Women score higher than men, though their scores are dropping and researchers predict they will be even with men's scores in five years.

The longer an athlete competes in sports, the more likely it is that his or her moral reasoning will be affected.

The problem isn't that sports simply breeds morally corrupt humans, rather athletics aren't focused around a broad enough skill set. Even at the youth level, athletes are taught traits that will be important later in life, but they aren't all encompassing and many athletes never develop other skills that provide balance.

Sports may teach competition, teamwork, loyalty and self-sacrifice, but coaches gloss over other virtues that might grow a better person, but not necessarily a better linebacker. The Idaho study reveals many athletes don't test as well in moral values such as honesty, fairness and responsibility.

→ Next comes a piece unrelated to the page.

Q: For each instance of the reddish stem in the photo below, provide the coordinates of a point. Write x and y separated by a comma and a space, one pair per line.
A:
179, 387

I remember chatting with Joe Ehrmann a couple of months ago about this. Ehrmann is a lot of things to a lot of people. The former Baltimore Colts player works in a local ministry, volunteers as an assistant coach at Gilman, and helped found community programs such as Building Men for Others and Baltimore's Ronald McDonald House.

Ehrmann was struck by the images that were flashing on his television in the wake of Hurricane Katrina. For weeks, we saw what generations of poverty had wrought on a beloved American city.

"If we were all doing our jobs properly, it wouldn't be like that," he said then.

Sports can play a role in solving social ills, but it has to be methodical. Sports doesn't naturally lend itself to character-building.

"One of the greatest myths in America today is that sports build character," Ehrmann said last week. "It does, but it's a win-at-all-costs character. Sports don't build character unless a coach intentionally teaches it."

Coaches need to do more than instill a sense of hyper-competition. It's important to be goal-oriented, but the cost shouldn't be forsaking what's right and what's wrong. They need to forge relationships that encourage athletes to create bonds of their own that can transcend the playing field.

The Idaho study has spawned a teaching curriculum that is taught to coaches, who can in turn teach their players. Much of it is aimed at the younger athlete, but even the Atlanta Braves have plans next spring to use it throughout their minor league system.

It's clear sports in and of itself doesn't offer the full range of skills and experiences to prepare a young athlete for the real world. But it could if coaches could start to recognize inherent deficiencies.

"You develop men and women in the context of sports," Ehrmann says. "You have 40 million children -- 30 million under the age of 13 -- who play sports in this country. All of them stand in front of one of the most influential people in the lives of a child-- their coach. That coach has unbelievable opportunities. But they have to take advantage."